I go home and since she told me alot about herself I was able to find her phone number online. I know this was the wrong thing to do but it was love at first sight. Big freaken mistake. I text her the next day and she even responded back saying it was nice to meet me but I can sense that weird barrier from her. I can't blame her. I found her number online. That's creepy. It's a no no. I than asked her to have dinner with me and she shoots a nasty text saying she's got a man and that it's not appropriate. My heart just fell to the floor and man, is it shocking. It's a great way to move on though. Clean and to the point.

All girls will say they got a man if they're not interested. Girls that have boyfriends will usually try to hide it from you as long as they can if they are interested in you.

Lesson learned. Hey, at least I got hottest girl I can find in the bar to buy me a drink and walk around with me holding hands. That's badass in it's own.

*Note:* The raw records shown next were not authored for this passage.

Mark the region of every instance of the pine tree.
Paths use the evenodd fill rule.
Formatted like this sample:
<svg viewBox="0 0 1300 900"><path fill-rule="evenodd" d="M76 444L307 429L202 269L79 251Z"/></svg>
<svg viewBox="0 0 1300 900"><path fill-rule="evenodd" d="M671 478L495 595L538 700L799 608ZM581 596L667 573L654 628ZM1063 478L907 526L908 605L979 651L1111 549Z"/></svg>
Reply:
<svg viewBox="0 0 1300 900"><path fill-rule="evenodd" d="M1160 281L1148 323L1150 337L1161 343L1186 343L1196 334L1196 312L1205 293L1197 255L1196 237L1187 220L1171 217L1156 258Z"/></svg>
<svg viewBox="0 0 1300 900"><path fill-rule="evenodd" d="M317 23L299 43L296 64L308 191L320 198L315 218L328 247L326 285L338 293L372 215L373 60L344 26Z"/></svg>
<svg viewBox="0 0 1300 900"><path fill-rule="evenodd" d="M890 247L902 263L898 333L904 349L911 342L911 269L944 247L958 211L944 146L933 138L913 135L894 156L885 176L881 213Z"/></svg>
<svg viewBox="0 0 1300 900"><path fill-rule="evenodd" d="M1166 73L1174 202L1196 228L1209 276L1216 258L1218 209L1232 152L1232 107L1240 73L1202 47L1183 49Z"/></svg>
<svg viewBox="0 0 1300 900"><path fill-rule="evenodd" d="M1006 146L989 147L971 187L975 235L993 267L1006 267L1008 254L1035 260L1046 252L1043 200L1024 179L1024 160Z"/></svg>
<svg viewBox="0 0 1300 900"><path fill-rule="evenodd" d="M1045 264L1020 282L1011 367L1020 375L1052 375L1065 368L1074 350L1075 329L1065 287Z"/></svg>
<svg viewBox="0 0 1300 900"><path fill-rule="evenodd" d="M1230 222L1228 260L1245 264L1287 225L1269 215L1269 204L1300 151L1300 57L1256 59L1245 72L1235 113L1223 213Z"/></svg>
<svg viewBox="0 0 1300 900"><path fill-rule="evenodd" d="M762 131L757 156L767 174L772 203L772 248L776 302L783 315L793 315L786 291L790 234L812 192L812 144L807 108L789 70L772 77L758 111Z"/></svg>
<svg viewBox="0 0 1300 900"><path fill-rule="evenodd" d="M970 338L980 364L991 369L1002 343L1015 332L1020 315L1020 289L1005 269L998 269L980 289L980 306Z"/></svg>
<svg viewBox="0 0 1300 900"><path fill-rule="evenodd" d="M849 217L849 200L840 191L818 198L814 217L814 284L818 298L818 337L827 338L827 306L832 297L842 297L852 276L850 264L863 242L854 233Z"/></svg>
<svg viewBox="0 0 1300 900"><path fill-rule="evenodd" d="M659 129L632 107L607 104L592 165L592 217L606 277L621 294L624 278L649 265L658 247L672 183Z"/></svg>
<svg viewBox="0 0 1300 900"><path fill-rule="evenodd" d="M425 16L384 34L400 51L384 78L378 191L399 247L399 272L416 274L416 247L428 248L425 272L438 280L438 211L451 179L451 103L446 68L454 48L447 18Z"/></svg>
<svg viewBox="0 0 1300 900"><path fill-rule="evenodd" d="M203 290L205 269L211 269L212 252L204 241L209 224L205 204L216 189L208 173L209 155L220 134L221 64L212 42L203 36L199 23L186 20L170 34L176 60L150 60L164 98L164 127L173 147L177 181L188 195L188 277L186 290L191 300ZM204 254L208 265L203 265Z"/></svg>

Than again this is good for me. I am not ready to settle down since I have too much going on and can't handle a relationship. I would've settled with this girl and fuck up my financial goals and personal responsibility. This is a good thing that happened in my opinion. I should never date that one girl who has a spell over you and that can make you start a war for her love. Hillary was that one and I was lucky enough to have lost it this way. A great experience for me. It is so damn rare to find that girl that flips your heart like that. I would've been so damn pussy whooped.

Sunday comes around and I have a date with Tam. 6 feet blond girl. The date was very pleasant. Had sushi and soju, went to get a beer at a local bar than hung out at my place smoking bud and laughing our asses off and building heavy comfort. I like Mel. She's a very sweet and fragile girl and I love how much taller she is. Sexy and very independent and strong mind. Not to mention her body fucking rocks. I told her that I wasn't going to kiss her because I want to build our friendship before anything happens since we met at a bar and that sounds tacky. I took her back to her home at 10 pm and now I feel like we have bonded in another level. I'm going to take her out again and this time I'm going to ravage her but we'll see how it comes out.